Would it make sense to have some partial/incremental SHA256 implementation? E.g. one that gives the first character only (in ASCII representation). So that you could have a cheaper money miner to narrow down the search space?
Is it even possible to have cheaper first character SHA256 algorithm?
SHA256 doesn't generate characters, it generates bytes that are usually rendered in hex form, which gives you the "first character".
There isn't a known way to calculate just the first bytes of a SHA256 hash faster. Each step in SHA256 depends on the value of the previous step, so you have to calculate the whole thing through. SHA256 is meant for cryptography and would be considered vulnerable to attacks if a shortcut were known.
Well, such an algorithm existing would be a massive breakthrough in cryptography research. The answer should be no since that make it easier to do a preimage attack than brute-force.
No. Hash functions are specifically designed to make any shortcuts impossible.

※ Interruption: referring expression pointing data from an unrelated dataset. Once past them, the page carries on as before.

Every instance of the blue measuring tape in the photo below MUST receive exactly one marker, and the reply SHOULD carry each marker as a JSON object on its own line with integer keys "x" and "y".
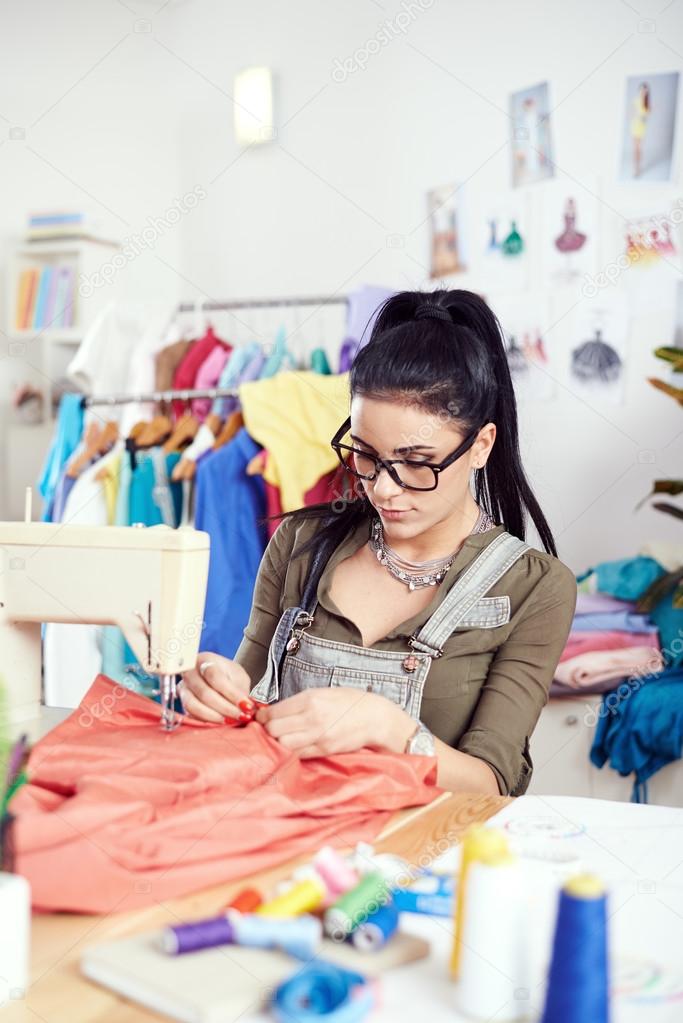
{"x": 323, "y": 991}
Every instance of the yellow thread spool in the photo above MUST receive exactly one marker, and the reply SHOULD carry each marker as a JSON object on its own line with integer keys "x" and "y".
{"x": 477, "y": 843}
{"x": 307, "y": 896}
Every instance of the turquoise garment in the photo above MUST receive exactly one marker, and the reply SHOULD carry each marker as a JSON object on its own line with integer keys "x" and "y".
{"x": 65, "y": 439}
{"x": 280, "y": 358}
{"x": 319, "y": 362}
{"x": 232, "y": 370}
{"x": 629, "y": 578}
{"x": 640, "y": 727}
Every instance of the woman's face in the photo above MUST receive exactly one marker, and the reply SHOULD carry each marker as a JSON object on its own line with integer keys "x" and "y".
{"x": 391, "y": 430}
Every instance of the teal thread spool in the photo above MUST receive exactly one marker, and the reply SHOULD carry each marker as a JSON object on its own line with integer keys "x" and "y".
{"x": 579, "y": 983}
{"x": 356, "y": 905}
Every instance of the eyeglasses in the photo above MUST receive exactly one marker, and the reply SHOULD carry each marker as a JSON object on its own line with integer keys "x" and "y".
{"x": 410, "y": 475}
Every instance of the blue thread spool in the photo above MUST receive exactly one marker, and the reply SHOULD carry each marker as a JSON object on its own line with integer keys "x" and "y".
{"x": 377, "y": 929}
{"x": 323, "y": 990}
{"x": 578, "y": 984}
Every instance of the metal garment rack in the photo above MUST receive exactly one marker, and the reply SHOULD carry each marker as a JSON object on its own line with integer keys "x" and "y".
{"x": 211, "y": 306}
{"x": 157, "y": 396}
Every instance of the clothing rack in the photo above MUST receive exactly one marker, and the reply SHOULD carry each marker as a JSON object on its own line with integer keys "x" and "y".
{"x": 211, "y": 306}
{"x": 157, "y": 396}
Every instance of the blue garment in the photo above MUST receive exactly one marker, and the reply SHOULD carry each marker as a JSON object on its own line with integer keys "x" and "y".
{"x": 65, "y": 439}
{"x": 61, "y": 492}
{"x": 232, "y": 370}
{"x": 150, "y": 490}
{"x": 608, "y": 621}
{"x": 640, "y": 727}
{"x": 629, "y": 578}
{"x": 229, "y": 506}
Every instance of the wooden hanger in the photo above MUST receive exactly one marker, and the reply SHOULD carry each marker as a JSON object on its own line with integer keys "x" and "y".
{"x": 232, "y": 425}
{"x": 186, "y": 468}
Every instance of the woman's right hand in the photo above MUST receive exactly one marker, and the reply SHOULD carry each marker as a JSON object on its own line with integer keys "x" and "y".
{"x": 217, "y": 688}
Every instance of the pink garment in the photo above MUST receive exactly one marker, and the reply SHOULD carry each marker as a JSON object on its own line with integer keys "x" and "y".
{"x": 599, "y": 666}
{"x": 119, "y": 814}
{"x": 208, "y": 375}
{"x": 586, "y": 642}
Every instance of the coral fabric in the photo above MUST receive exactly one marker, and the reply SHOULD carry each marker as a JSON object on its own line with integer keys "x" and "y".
{"x": 119, "y": 814}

Essentially, they consist of many steps of scrambling the input bits, each step taking as its input the output of the previous one.
If any such shortcut would be found, it would be considered a vulnerability, and the use of SHA256 for anything involving cryptography would be strongly discouraged.
Huh, I somehow got #32 with my very naive multithreaded thing I quickly wrote in C. One thing I'm kinda amazed about is how quickly the M1 Max goes through 2^32 hashes, it only takes about 80 seconds with 10 threads.
I managed to get #69 and then #42 with some Go code I repurposed since I was messing around with HashCash a while ago.
Including the code below if anyone is curious. I managed to get a 9 zero hash in under an hour on a M2 Mac Mini using it. Its only about ~3.3 MH/s which is not very impressive, but it was very easy to write.
I suppose the next step for me would be to make use of the GPU, which is a much better fit for this job and I'm sure would increase my hash rate by orders of magnitude, but I researched it for a bit and running code on the GPU on a Mac is cumbersome to say the least.
It gets around 232.5 MH/s on the M1 Max. There's also an optimization that exploits the fact that SHA256 is incremental, so the state for the common prefix could be pre-computed and then copied and only updated with the variable part. This yields around 30% performance boost.
60 MH/s with parallel Rust code (rayon) on a 5900X. Got stuck on 8 zeroes, changed my nonce prefix and got lucky with 9 zeroes after 10 seconds! Currently sitting at #73 and pondering whether to write a GPU solution.
Getting into the top ten is still not too hard at this point, if you wanted to. I hacked together a super basic parallel CPU miner quickly before diving into CUDA, and the CPU one still gets a value that beats #7 within a few minutes.
That's a beefy FPGA! Wish I had access to one to revive my 2009 era FPGA coursework knowledge but it seems the dev boards start at 5 figures which is too rich for a side project.
I'm sitting on just under 40MH/s on an M1 Pro with a multithreaded Rust implementation I whipped up. I doubt I can go much faster without using the GPU.
Man, I can't get higher than 8mh/s on my m1 Pro with multithreaded rust. I already got 11 zeros, but I am now more interested in beating at least 20mh/s.